Since the defendant granted this license to Twitter by agreeing to the terms of service, this “demonstrates a lack of proprietary interests in his Tweets,” the judge wrote.
In response, Twitter stepped in and moved to quash the subpoena, (.pdf) which the judge denied:
While the U.S. Constitution clearly did not take into consideration any tweets by our founding fathers, it is probably safe to assume that Samuel Adams, Benjamin Franklin, Alexander Hamilton and Thomas Jefferson would have loved to tweet their opinions as much as they loved to write for the newspapers of their day (sometimes under anonymous pseudonyms similar to today’s twitter user names). Those men, and countless soldiers in service to this nation, have risked their lives for our right to tweet or to post an article on Facebook; but that is not the same as arguing that those public tweets are protected. The Constitution gives you the right to post, but as numerous people have learned, there are still consequences for your public posts. What you give to the public belongs to the
public. What you keep to yourself belongs only to you.

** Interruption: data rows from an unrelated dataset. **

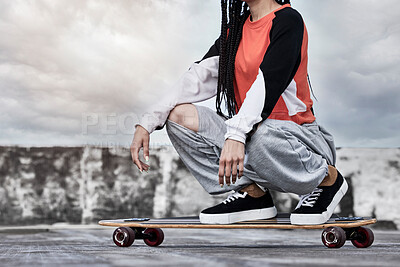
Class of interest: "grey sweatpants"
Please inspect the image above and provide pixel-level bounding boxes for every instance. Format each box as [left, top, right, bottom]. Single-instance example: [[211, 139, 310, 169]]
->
[[166, 105, 336, 195]]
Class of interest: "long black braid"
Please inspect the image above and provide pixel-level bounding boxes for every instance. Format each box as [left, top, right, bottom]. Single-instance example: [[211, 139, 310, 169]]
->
[[216, 0, 290, 118]]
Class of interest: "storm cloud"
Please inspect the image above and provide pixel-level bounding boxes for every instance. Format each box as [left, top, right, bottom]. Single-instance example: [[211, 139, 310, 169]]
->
[[0, 0, 400, 147]]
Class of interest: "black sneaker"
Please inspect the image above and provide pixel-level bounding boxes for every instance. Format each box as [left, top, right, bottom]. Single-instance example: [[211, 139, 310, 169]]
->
[[200, 191, 277, 224], [290, 172, 348, 225]]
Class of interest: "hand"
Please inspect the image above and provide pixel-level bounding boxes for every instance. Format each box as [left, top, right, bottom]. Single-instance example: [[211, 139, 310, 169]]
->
[[131, 125, 150, 172], [218, 139, 244, 186]]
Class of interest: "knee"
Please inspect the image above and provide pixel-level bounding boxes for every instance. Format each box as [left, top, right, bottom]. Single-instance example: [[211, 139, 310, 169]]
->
[[168, 104, 199, 132]]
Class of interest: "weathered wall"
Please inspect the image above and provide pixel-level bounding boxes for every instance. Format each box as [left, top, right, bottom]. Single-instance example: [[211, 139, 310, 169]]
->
[[0, 147, 400, 228]]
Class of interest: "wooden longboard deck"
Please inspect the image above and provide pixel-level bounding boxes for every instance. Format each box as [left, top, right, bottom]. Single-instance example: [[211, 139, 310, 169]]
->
[[99, 213, 376, 229]]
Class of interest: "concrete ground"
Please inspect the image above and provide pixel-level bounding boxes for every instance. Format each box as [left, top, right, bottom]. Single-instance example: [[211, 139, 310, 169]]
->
[[0, 225, 400, 267]]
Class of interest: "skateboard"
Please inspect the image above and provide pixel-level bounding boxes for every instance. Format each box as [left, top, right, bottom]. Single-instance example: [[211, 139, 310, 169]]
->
[[99, 213, 377, 248]]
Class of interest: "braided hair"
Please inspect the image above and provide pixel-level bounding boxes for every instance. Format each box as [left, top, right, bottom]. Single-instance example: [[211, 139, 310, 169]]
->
[[216, 0, 290, 118]]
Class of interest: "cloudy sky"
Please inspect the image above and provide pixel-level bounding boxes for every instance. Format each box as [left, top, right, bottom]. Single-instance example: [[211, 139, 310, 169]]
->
[[0, 0, 400, 147]]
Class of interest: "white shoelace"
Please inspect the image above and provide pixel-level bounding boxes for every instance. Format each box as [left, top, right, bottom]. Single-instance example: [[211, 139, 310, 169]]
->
[[296, 188, 323, 209], [222, 192, 247, 204]]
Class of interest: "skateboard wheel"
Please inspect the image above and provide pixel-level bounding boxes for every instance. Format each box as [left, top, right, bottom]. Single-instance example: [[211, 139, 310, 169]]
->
[[113, 227, 135, 247], [351, 227, 374, 248], [321, 226, 346, 248], [143, 228, 164, 247]]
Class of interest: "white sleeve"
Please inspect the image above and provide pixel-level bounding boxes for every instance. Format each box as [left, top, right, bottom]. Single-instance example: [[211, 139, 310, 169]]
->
[[139, 56, 219, 133], [225, 70, 265, 144]]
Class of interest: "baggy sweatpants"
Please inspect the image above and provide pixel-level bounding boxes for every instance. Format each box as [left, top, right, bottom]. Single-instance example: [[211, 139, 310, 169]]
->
[[166, 105, 336, 195]]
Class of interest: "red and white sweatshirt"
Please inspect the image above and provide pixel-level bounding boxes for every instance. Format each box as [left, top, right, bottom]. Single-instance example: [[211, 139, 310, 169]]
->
[[140, 4, 315, 146]]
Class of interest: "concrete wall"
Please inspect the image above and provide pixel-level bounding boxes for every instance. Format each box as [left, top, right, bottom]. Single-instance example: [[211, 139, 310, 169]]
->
[[0, 147, 400, 229]]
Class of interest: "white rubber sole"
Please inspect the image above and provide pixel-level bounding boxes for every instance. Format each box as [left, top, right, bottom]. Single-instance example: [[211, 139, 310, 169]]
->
[[290, 178, 349, 225], [200, 207, 278, 224]]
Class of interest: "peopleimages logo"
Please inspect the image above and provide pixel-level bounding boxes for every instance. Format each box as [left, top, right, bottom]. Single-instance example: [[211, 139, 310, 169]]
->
[[81, 113, 139, 135]]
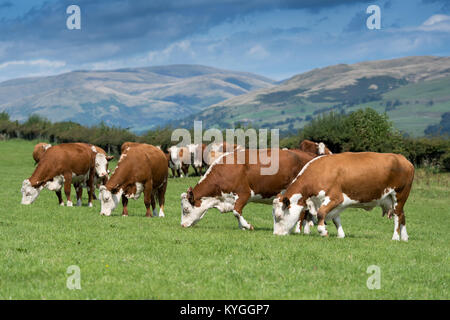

The American Civil Liberties Union blasted the outcome.
“The United States Supreme Court and courts around the country have repeatedly made clear that individuals whose constitutional rights are implicated by government requests for information to third parties have standing to challenge those third-party requests, and there’s no reason for the result to be different when Internet activities are at issue, regardless of whether individuals ‘own’ their Internet speech or whether the Internet companies ‘own’ it,” ACLU attorney Adam Fine said.
Twitter pointed out that prosecutors could have saved everyone the trouble of dealing with this in court if they had simply printed or downloaded the publicly available tweets themselves.
“To the extent the desired content is publicly available, the district attorney could presumably have an investigator print or download it without further burdening Twitter or the court,” Twitter wrote in its motion.
However, without the account information connected to the tweets, those messages might not be admissible in court.